Gap 12: No Tool Usage Analytics

Problem

AgentRun.toolsUsed is an integer counter. There is no record of which tools were called, with what arguments, what they returned, or whether the returned content was actually used in the final output.

From the Toolformer and TALM papers, meaningful improvement in tool use requires knowing:

Which tools are called and how often
Whether tool calls succeed (vs. returning empty results or errors)
Whether tool results are cited in the output — the key signal for whether the tool is actually useful

Without this data, it is impossible to improve agent prompts, prune unused skills, or identify when a tool is consistently returning low-value results.
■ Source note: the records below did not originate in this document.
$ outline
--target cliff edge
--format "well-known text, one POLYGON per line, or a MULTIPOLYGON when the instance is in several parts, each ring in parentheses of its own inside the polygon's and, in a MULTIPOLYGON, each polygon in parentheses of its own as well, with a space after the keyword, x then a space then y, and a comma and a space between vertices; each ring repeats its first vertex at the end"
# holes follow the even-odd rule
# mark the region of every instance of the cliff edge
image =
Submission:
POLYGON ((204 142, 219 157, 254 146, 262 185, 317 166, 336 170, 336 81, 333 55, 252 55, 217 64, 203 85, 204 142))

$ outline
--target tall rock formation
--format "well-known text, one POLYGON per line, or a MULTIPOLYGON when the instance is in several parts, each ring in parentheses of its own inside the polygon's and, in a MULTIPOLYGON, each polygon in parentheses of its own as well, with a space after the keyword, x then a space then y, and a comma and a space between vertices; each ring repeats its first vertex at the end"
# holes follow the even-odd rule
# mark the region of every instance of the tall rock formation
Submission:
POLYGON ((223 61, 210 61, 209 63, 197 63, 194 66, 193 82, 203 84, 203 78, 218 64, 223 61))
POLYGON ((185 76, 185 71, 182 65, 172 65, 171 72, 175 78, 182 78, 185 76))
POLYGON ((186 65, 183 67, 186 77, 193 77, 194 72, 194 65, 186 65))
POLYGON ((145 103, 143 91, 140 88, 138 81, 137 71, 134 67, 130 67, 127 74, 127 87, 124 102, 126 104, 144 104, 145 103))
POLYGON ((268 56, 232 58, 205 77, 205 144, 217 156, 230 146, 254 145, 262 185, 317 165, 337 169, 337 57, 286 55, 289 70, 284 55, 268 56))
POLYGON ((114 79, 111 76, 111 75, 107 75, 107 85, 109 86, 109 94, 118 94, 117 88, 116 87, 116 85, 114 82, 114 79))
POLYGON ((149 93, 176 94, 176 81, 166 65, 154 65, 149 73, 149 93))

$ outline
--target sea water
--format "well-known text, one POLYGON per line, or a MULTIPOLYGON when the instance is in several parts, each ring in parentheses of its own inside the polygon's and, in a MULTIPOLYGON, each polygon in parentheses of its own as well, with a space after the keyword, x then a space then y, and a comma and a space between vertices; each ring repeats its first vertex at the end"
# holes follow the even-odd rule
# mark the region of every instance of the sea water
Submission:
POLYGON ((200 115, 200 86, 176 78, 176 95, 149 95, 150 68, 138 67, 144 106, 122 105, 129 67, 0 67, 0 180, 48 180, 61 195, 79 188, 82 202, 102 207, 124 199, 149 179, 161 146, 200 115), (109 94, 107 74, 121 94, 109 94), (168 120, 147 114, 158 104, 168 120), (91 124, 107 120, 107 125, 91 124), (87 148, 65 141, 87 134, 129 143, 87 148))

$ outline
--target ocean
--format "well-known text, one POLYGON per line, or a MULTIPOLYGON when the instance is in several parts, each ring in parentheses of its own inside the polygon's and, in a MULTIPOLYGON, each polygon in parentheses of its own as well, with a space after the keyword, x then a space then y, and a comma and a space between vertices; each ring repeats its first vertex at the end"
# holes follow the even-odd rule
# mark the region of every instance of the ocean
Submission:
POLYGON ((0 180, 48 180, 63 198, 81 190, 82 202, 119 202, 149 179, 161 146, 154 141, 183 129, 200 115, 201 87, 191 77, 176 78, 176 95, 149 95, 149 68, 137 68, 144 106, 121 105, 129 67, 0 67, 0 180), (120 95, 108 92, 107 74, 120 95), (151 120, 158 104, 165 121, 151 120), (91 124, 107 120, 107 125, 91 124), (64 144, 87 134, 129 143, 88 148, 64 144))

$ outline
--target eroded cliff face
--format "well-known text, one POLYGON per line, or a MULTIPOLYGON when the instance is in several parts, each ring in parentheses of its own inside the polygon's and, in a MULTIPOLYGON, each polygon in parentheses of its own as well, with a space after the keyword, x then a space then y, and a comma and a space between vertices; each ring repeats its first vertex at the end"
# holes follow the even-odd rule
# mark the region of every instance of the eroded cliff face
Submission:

Concrete examples of what’s invisible today

The blog-writer for a tenant with thin RAG content calls search_knowledge.js 8 times and gets near-empty results every time, but still completes. The admin has no visibility into this.
search_knowledge.js is called with a very broad query (“marketing content”) and returns 3 loosely relevant chunks. The final blog post doesn’t reference any of them. The tool was wasted.
A mapped Skill row (e.g., a competitor analysis script) is never actually called by any agent, but it is injected into every blog-writer run, consuming prompt tokens.

What to Build

1. AgentToolCall model

Replace the integer counter with a structured per-call log:


model AgentToolCall {
  id          String   @id @default(cuid())
  agentRunId  String
  toolName    String   // "search_knowledge", "competitor_analysis", etc.
  args        Json     // arguments passed to the tool
  result      Json?    // tool return value (truncated to 500 chars if large)
  success     Boolean
  errorMsg    String?
  durationMs  Int?
  cited       Boolean  @default(false)  // did the final output reference this result?
  createdAt   DateTime @default(now())
 
  agentRun    AgentRun @relation(fields: [agentRunId], references: [id])
  @@map("agent_tool_call")
}

2. Parse tool events from transcript

The AgentRun.transcript already stores tool events. Parse them post-run to populate AgentToolCall:


// packages/agents/src/lib/tool-call-extractor.ts
 
export function extractToolCalls(
  transcript: TranscriptEvent[],
  finalOutput: string
): AgentToolCallCreate[] {
  const calls: AgentToolCallCreate[] = [];
 
  for (let i = 0; i < transcript.length; i++) {
    const event = transcript[i];
    if (event.type !== "tool_use") continue;
 
    const resultEvent = transcript[i + 1]; // tool_result follows tool_use
    const result = resultEvent?.type === "tool_result" ? resultEvent.content : null;
 
    // Check if the result text appears in the final output (citation detection)
    const resultText = typeof result === "string" ? result : JSON.stringify(result);
    const cited = resultText.length > 20 &&
      finalOutput.toLowerCase().includes(resultText.slice(0, 60).toLowerCase());
 
    calls.push({
      toolName: event.metadata?.toolName ?? "unknown",
      args: parseArgs(event.metadata?.args),
      result: truncate(resultText, 500),
      success: !event.metadata?.error,
      errorMsg: event.metadata?.error ?? null,
      durationMs: event.metadata?.durationMs ?? null,
      cited,
    });
  }
 
  return calls;
}

3. Citation detection (improved)

Simple substring matching is a rough proxy for citation. A more reliable approach uses semantic similarity:


// After generating tool calls, run a fast citation check
async function detectCitations(
  toolResults: { id: string; text: string }[],
  finalOutput: string
): Promise<Map<string, boolean>> {
  if (toolResults.length === 0) return new Map();
 
  const prompt = `
For each tool result below, answer YES or NO: 
Is the substance of this result reflected in the final output?
 
FINAL OUTPUT:
${finalOutput.slice(0, 2000)}
 
TOOL RESULTS:
${toolResults.map((r, i) => `[${i}] ${r.text.slice(0, 200)}`).join("\n")}
 
Return JSON: { "0": true/false, "1": true/false, ... }
`;
 
  const result = await claudeHaiku(prompt);
  // parse and return Map<toolResultId, cited>
}

4. Skill effectiveness dashboard

In the manage portal’s agent detail page (/agents/:agentId), add a Skills tab showing:

Skill	Times Called	Success Rate	Citation Rate	Avg Duration
search_knowledge	1,240	94%	61%	420ms
competitor_analysis	87	89%	44%	1,200ms
seo_checker	203	71%	38%	890ms

Skills with citation rate < 30% are candidates for prompt improvement or removal.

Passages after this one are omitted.